L’exposition prénatale et infantile aux polychlorobiphényles (PCB) et aux substances perfluoroalkylées (PFAS), des polluants persistants, est résolument associée à des anomalies des chromosomes des spermatozoïdes à l’âge adulte, révèle cette étude d’une équipe de biologistes de la George Mason University (Virginie). L’analyse, publiée dans la revue Environmental Health établit que des niveaux plus élevés de PCB et de PFAS mesurés dès la vie fœtale sont associés à la présence de chromosomes surnuméraires dans les spermatozoïdes.

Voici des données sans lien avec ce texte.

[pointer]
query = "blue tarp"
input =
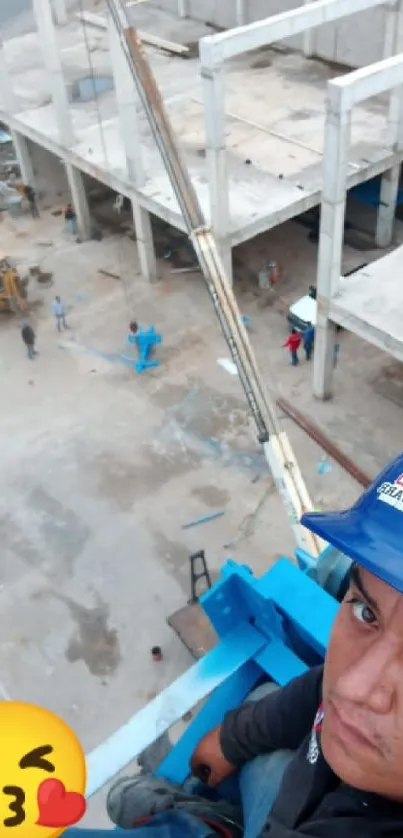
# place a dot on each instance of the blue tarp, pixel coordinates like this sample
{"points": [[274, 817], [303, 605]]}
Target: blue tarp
{"points": [[369, 193]]}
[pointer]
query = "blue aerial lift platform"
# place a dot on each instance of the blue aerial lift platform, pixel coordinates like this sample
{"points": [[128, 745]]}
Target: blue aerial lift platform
{"points": [[274, 627]]}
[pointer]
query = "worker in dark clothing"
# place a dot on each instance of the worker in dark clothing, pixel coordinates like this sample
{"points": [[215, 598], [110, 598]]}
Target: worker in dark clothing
{"points": [[293, 343], [309, 338], [70, 218], [321, 757], [28, 336], [31, 198]]}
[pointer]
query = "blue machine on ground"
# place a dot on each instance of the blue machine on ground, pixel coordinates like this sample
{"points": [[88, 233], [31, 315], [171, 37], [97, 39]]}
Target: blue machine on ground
{"points": [[145, 339], [274, 627]]}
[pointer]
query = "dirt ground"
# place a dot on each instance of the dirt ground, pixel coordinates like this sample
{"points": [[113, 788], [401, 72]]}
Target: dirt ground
{"points": [[101, 467]]}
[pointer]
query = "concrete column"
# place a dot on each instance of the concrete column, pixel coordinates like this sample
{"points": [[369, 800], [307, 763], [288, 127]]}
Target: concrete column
{"points": [[6, 88], [308, 38], [214, 115], [183, 8], [128, 104], [393, 45], [52, 59], [385, 221], [79, 201], [241, 13], [60, 12], [335, 164], [23, 155], [145, 241]]}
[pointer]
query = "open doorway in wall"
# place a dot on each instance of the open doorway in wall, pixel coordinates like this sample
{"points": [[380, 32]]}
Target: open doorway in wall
{"points": [[112, 212]]}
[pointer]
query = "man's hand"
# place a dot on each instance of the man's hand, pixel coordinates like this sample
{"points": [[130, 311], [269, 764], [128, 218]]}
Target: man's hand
{"points": [[208, 762]]}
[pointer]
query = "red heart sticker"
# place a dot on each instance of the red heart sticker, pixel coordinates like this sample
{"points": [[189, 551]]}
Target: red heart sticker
{"points": [[58, 807]]}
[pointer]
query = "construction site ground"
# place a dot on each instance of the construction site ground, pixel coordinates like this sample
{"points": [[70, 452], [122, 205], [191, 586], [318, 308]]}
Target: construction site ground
{"points": [[101, 467]]}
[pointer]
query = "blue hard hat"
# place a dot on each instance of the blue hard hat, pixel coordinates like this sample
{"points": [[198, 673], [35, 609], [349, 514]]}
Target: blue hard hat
{"points": [[371, 532]]}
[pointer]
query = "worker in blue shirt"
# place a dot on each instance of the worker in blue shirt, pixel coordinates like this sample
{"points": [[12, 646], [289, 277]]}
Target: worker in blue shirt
{"points": [[308, 339]]}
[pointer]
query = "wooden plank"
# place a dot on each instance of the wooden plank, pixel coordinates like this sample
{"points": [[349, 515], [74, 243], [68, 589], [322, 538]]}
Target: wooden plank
{"points": [[99, 22], [194, 629]]}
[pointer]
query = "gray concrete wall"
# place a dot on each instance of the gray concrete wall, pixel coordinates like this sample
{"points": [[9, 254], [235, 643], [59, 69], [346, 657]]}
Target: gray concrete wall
{"points": [[354, 41], [50, 174]]}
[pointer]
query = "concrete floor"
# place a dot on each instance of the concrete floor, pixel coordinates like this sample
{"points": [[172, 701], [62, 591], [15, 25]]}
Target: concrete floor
{"points": [[101, 467], [371, 303], [274, 118]]}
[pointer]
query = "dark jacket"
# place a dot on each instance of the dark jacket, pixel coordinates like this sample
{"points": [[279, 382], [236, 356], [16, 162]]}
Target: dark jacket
{"points": [[309, 336], [312, 802], [28, 334]]}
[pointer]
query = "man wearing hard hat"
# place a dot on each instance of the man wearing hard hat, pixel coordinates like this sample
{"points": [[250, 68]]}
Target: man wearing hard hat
{"points": [[323, 756]]}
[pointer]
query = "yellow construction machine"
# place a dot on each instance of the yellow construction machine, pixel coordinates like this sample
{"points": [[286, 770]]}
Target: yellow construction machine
{"points": [[13, 294]]}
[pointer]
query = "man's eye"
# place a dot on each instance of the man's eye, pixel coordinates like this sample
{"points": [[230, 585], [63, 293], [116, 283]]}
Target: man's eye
{"points": [[362, 612]]}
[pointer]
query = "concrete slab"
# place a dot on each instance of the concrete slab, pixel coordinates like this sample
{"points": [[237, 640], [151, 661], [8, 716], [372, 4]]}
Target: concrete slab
{"points": [[282, 139], [370, 303], [101, 468]]}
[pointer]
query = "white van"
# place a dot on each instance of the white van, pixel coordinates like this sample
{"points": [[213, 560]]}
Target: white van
{"points": [[303, 311]]}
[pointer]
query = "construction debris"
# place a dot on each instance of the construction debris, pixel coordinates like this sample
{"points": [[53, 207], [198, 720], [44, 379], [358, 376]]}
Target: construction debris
{"points": [[108, 273], [99, 22], [203, 520], [321, 439]]}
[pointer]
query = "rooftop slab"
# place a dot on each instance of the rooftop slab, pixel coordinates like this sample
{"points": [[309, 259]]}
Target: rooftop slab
{"points": [[275, 119], [370, 303]]}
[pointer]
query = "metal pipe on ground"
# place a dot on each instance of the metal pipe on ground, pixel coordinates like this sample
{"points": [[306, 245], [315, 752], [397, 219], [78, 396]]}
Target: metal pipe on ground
{"points": [[324, 442]]}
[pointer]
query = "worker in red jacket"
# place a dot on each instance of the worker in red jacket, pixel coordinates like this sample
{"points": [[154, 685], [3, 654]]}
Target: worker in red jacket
{"points": [[293, 343]]}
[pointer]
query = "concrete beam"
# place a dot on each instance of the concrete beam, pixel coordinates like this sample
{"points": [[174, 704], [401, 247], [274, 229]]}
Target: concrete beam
{"points": [[79, 201], [218, 48], [370, 81], [20, 144], [366, 331], [52, 59], [335, 166]]}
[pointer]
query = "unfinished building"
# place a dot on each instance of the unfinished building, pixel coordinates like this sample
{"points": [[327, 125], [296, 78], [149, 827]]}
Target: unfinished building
{"points": [[260, 142]]}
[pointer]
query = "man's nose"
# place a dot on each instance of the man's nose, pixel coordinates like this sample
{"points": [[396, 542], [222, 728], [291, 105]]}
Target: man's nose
{"points": [[371, 679]]}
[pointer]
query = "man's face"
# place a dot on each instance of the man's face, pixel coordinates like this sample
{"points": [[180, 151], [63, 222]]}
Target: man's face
{"points": [[362, 732]]}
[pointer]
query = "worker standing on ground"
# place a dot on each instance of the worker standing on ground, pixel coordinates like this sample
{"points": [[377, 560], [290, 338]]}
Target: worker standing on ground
{"points": [[30, 195], [70, 218], [28, 336], [309, 337], [293, 343], [59, 313]]}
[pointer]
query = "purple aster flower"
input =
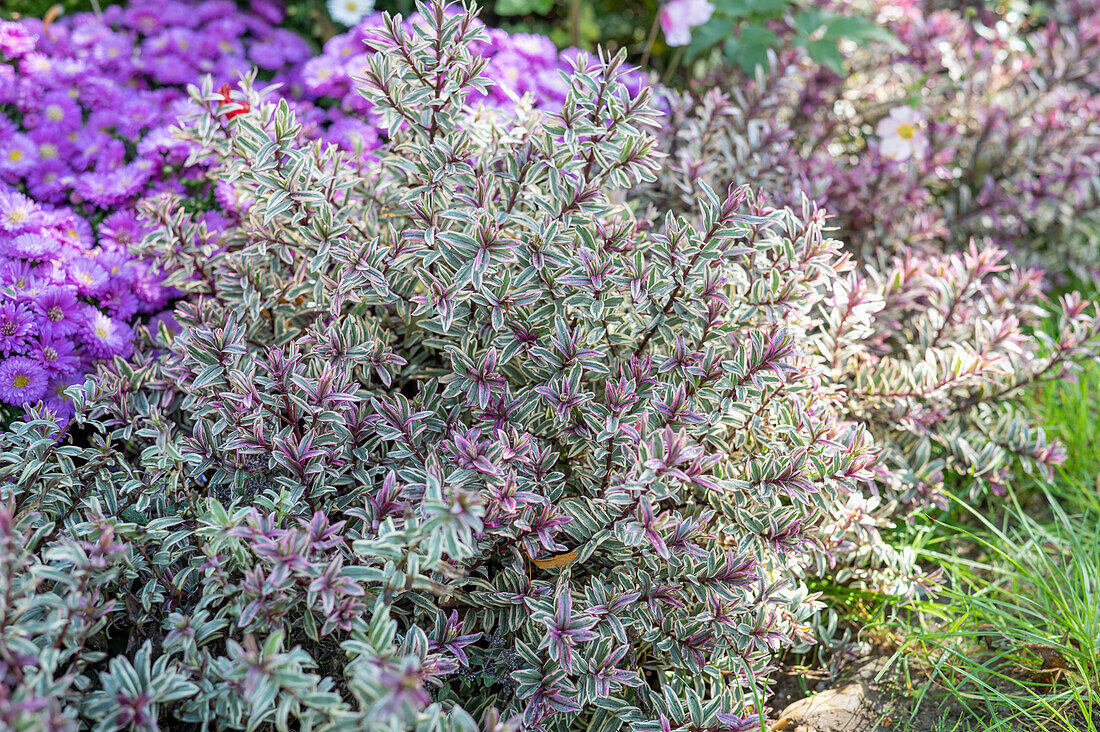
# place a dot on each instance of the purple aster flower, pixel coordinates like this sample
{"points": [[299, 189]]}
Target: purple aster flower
{"points": [[325, 77], [22, 381], [18, 273], [536, 47], [266, 55], [50, 182], [57, 354], [270, 10], [17, 326], [17, 211], [15, 40], [103, 336], [32, 247], [58, 111], [294, 47], [118, 299], [58, 312], [87, 275], [51, 144], [18, 155]]}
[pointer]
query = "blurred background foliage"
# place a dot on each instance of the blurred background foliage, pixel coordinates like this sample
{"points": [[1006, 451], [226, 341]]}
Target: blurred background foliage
{"points": [[739, 31]]}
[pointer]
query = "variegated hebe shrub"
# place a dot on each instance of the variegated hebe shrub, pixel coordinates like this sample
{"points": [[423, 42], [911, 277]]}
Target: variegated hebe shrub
{"points": [[447, 437]]}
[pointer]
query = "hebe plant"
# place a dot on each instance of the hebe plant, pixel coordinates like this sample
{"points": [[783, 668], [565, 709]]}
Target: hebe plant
{"points": [[450, 436]]}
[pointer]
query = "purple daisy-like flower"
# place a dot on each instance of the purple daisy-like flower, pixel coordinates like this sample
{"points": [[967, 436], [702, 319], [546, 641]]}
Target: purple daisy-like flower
{"points": [[58, 310], [18, 155], [103, 337], [32, 247], [18, 273], [17, 326], [57, 111], [15, 40], [17, 211], [22, 381], [87, 275], [118, 299], [50, 182], [57, 354]]}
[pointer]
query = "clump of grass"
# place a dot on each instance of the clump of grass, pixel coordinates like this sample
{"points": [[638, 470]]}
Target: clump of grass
{"points": [[1015, 637]]}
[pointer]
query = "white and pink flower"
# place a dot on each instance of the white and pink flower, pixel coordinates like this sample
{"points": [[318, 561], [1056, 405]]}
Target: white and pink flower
{"points": [[901, 134], [679, 17]]}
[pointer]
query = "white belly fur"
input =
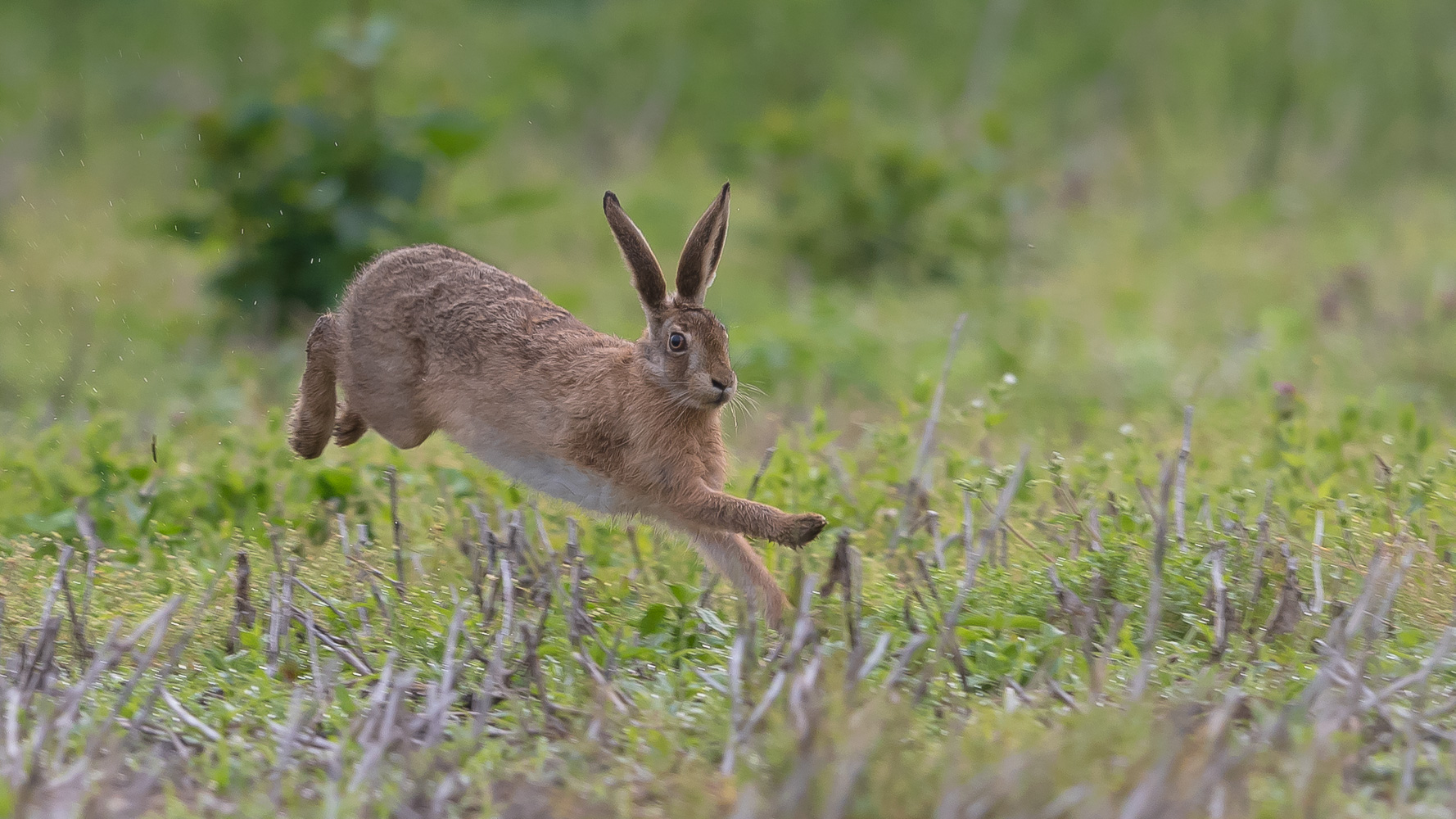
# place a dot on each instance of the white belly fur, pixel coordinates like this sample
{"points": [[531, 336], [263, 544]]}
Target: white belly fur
{"points": [[545, 474]]}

Environ 7 % des hommes dans le monde sont affectés par l’infertilité.
La qualité du sperme joue un rôle déterminant dans cette baisse de fertilité : des spermatozoïdes sains contiennent exactement 23 chromosomes, dont soit un chromosome X, soit un chromosome Y. La présence de chromosomes supplémentaires — aneuploïdie — augmente le risque de fausses couches et de malformations congénitales. De nombreuses études animales ont d’ailleurs montré que l’exposition précoce aux polluants organiques persistants pouvait altérer la santé reproductive masculine, mais les données humaines sont rares.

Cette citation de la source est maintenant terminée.